Formerly owned by Trevor Hemmings, Many Clouds died when he collapsed after winning the Cotswold Chase at Cheltenham in January 2017.
The win was one of many as Sherwood trained him to win the Grand National and the Hennessy Gold Cup [now known as the Ladbrokes Trophy] at Newbury in 2014.
Although it’s been three years since Many Clouds’ passing, the racing community still speak fondly of the Rhonehurst star.
Sherwood said: “We were very lucky at the time because we had three young horses who came at the same time with Deputy Dan and Puffin Billy there too.
“Puffin Billy was more precocious, but Many Clouds was always going to develop if you gave him the time.
“Trevor Hemmings allowed you to give him the time and he thrived in his work and developed each year.
“It was very satisfying when he won the Hennessy because that was the plan halfway through the season before, but nine times out of 10 with horses you make plans and they never come off.”
Despite winning the Hennessy Gold Cup at Newbury, Sherwood wasn’t sure if the Grand National at Aintree would be the next step.
He said: “It worked and that was the fun part, but the Grand National was an afterthought as I wasn’t too keen because I thought it was a year too soon.
“Trevor wanted to give it a shot and the rest is history – he was a horse of a lifetime.
“We miss him even now.
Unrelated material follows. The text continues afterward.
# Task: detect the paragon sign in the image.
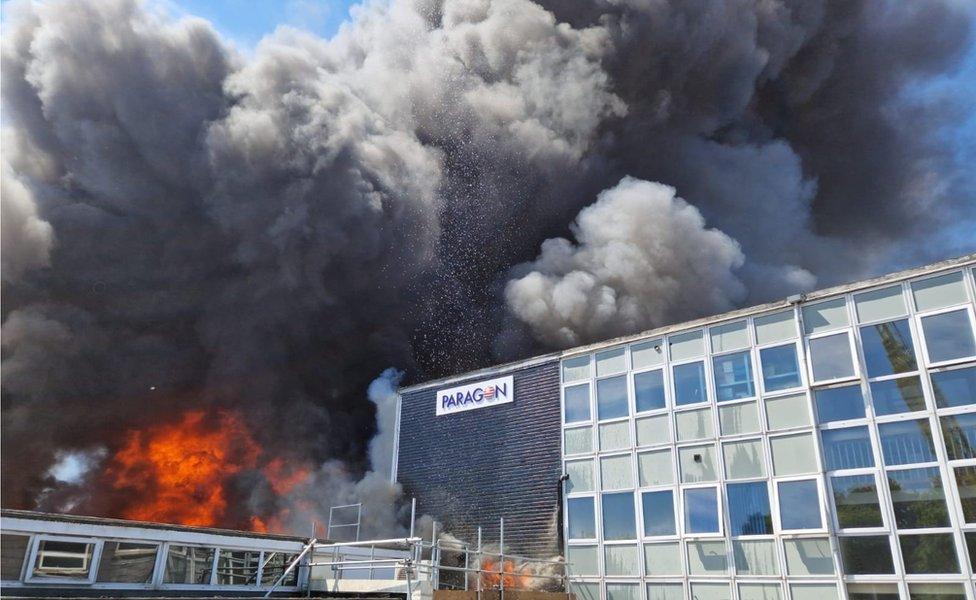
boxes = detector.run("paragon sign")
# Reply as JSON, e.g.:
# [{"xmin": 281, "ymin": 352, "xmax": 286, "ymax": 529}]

Not just as a racehorse, but as a person too because he was a very kind and honest horse.”
Sherwood has been based at Rhonehurst since becoming a trainer in 1984 and he has been thrilled with the success he has had.
He said: “It is all I have ever known and it has been a lucky yard for me as I built it up. When I bought it there were only 24 boxes and we extended it to 60 plus.
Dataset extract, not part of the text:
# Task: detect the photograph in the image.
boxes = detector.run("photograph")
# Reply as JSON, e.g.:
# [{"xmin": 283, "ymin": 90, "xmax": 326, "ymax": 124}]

“In the early 90s it was a big yard, but now it’s average because trainers are now training over 100 horses and that’s not something I want to do.”
Sherwood’s interest in horses began as both his parents rode in point-to-point races.
He had football trials with Charlton Athletic and Colchester United, but turned to horseracing in 1974.
“I started off with Gavin Pritchard-Gordon in Newmarket before going to Ireland, where I had my first rides as an amateur.
"But Nicky [Henderson] started training, so I took over his job as Fred Winter’s assistant and came back to England and was champion amateur early on, riding just under 100 winners.
“It was the obvious transition to stop riding and start training, which is what I wanted to do, so I bought Rhonehurst and had a lot of success early on.”
When starting out as a trainer, Lambourn was the obvious place and Sherwood said: “I wouldn’t train anywhere else because I have been here two thirds of my life and I have seen a lot of good changes.
“It’s extraordinary because when I came here it was virtually all jump trainers, but now there are more flat trainers – it flows in cycles.
“It’s a lovely spot and geographically very handy because we’re an hour from London and very central, which really helps.”
Sherwood also praised Lambourn Open Day, which sees the racing community come together with the public in the village on Good Friday.
“The numbers stagger me,” he said. “We depend on the weather, but last year was a record year and we all get on very well because we’re a community.
“In racing, we all help each other and when things go wrong everyone pulls together.”
With the jumps season reaching a key point of the year, Sherwood said: “I am happy because up until Christmas time everything was going according to plan.
“I haven’t got the numbers like Nicky or Paul, but I am happy with the 60 boxes as long as they’re full.
“You want the quality and to find another Many Clouds, Puffin Billy or Deputy Dan is tough because it’s so competitive out there.
“We’re lacking a real star, but there are a lot of young horses who are waiting on the subs bench hoping to take over.
“It keeps me dreaming and it gets me going because I love training the young ones.
“However much they show or don’t show at home is different until you see them on a racecourse.”
With the Cheltenham Festival looming, Sherwood said he’d love to secure another winner there.
He said: “I haven’t had a festival winner for a while now and I’d love to have one more as it would be the icing on the cake.
“It is so competitive and I haven’t got anything in any of the championship races, but I may have something in the handicap races.
“We all love Cheltenham and we all want to have runners there, but you could finish seventh or eighth and miss out on a £30,000 race the week before because we wanted to go to Cheltenham.”